Configuration File Reference¶
Complete reference for dbslice YAML configuration files.
Table of Contents¶
- Overview
- File Location
- Configuration Schema
- Sections
- version
- database
- extraction
- anonymization
- output
- tables
- performance
- CLI Override Behavior
- Validation Rules
- Complete Examples
- Best Practices
Overview¶
dbslice supports YAML configuration files for managing complex extraction scenarios. Configuration files are useful for:
- Repeatable Extractions: Save extraction settings for consistent results
- Team Sharing: Share extraction configs with team members
- Complex Configurations: Manage multi-seed, multi-table extractions
- CI/CD Integration: Version-controlled extraction configurations
- Security: Keep sensitive settings (database URLs) out of command history
File Location¶
Default Locations¶
dbslice looks for configuration files in these locations (in order):
- File specified with
--configflag dbslice.yamlin current directory.dbslice.yamlin current directory~/.config/dbslice/config.yamlin user home directory
Generating Configuration Files¶
# Generate default configuration
dbslice init postgresql://localhost/mydb
# Generate to specific location
dbslice init postgresql://localhost/mydb -f config/production.yaml
# Generate without sensitive field detection
dbslice init postgresql://localhost/mydb --no-detect-sensitive
Configuration Schema¶
The configuration file uses YAML format with the following top-level structure:
version: "1.0" # Config file format version
database: # Database connection settings
extraction: # Extraction behavior settings
anonymization: # Anonymization configuration
output: # Output format settings
tables: # Per-table configuration (optional)

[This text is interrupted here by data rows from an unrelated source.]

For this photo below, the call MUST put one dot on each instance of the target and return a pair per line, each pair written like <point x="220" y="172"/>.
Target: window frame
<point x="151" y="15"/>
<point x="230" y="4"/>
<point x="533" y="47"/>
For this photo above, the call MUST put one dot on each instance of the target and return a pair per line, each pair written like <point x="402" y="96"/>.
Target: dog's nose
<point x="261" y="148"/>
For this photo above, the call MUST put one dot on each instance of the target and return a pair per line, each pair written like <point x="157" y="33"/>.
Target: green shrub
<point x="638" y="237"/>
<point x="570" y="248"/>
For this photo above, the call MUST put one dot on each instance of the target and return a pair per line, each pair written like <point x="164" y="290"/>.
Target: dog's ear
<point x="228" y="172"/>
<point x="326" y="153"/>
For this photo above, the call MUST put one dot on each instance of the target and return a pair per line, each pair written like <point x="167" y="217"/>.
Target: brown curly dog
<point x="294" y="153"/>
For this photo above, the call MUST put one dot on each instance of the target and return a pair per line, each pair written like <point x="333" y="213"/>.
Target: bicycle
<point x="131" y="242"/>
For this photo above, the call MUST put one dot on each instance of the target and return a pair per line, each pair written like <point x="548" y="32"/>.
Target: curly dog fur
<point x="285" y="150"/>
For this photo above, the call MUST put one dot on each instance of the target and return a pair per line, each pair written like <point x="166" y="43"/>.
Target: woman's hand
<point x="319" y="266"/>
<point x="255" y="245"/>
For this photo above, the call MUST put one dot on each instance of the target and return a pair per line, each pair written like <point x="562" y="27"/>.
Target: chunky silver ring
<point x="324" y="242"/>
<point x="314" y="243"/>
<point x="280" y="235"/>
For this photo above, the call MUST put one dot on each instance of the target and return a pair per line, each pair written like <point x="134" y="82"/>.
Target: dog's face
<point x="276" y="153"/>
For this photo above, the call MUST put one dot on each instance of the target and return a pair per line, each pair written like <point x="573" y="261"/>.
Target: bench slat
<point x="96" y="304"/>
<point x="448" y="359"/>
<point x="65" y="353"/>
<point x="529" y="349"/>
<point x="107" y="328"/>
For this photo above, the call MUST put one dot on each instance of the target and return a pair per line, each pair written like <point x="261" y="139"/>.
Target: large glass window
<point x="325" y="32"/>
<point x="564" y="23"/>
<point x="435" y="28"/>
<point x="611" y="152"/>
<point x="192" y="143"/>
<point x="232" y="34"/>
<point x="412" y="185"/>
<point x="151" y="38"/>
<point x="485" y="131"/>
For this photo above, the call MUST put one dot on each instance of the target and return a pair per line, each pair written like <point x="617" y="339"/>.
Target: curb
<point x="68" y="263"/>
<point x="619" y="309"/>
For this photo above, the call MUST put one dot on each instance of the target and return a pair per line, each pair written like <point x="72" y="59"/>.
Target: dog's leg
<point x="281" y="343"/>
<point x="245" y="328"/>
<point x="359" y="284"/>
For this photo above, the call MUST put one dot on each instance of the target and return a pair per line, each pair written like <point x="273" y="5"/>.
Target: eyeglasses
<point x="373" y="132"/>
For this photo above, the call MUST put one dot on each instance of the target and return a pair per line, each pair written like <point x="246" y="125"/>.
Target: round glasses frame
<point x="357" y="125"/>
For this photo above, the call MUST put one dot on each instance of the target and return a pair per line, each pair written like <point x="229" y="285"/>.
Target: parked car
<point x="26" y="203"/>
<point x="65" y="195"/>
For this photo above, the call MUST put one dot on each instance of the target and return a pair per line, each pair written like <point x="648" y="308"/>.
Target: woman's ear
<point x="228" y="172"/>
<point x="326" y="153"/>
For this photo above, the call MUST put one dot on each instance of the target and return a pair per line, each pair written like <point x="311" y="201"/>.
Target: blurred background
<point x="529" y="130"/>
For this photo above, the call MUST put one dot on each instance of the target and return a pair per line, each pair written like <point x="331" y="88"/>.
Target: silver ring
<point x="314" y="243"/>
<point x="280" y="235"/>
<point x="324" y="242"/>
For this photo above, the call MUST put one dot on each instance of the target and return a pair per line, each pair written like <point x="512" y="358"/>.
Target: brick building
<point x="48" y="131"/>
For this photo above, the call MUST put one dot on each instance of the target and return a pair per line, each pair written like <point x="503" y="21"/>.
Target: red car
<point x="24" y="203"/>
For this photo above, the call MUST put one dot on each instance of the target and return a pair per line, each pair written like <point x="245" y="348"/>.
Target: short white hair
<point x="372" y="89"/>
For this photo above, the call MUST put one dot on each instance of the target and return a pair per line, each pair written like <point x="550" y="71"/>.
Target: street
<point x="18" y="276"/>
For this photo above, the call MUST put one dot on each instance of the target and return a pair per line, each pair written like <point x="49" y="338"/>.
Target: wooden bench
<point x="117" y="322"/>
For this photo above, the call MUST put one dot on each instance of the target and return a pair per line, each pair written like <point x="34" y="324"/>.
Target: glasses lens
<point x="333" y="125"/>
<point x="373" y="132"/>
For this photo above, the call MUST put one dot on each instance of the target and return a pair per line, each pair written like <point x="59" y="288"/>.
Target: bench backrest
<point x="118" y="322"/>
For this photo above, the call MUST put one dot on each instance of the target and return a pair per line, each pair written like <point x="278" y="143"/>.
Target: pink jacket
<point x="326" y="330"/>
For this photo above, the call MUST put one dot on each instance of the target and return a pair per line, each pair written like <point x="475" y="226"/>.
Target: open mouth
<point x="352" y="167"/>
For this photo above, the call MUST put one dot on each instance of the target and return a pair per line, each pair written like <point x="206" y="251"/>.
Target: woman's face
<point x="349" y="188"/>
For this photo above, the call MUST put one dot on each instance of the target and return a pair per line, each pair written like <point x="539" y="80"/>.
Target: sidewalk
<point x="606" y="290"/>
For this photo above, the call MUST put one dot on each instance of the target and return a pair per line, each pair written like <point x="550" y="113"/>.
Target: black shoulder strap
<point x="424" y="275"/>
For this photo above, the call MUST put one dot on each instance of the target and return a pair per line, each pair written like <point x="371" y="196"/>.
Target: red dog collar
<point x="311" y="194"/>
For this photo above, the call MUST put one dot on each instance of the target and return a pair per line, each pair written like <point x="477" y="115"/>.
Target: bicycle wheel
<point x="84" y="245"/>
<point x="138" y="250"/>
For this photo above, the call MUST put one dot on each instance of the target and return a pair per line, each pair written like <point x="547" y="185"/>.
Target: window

performance: # Performance tuning (optional)
Sections¶
version¶
Type: String
Required: Yes
Default: "1.0"
Specifies the configuration file format version. Currently only "1.0" is supported.
database¶
Database connection configuration.
Schema¶
database:
url: string # Database connection URL (required)
schema: string # Schema name (optional, default: "public" for PostgreSQL)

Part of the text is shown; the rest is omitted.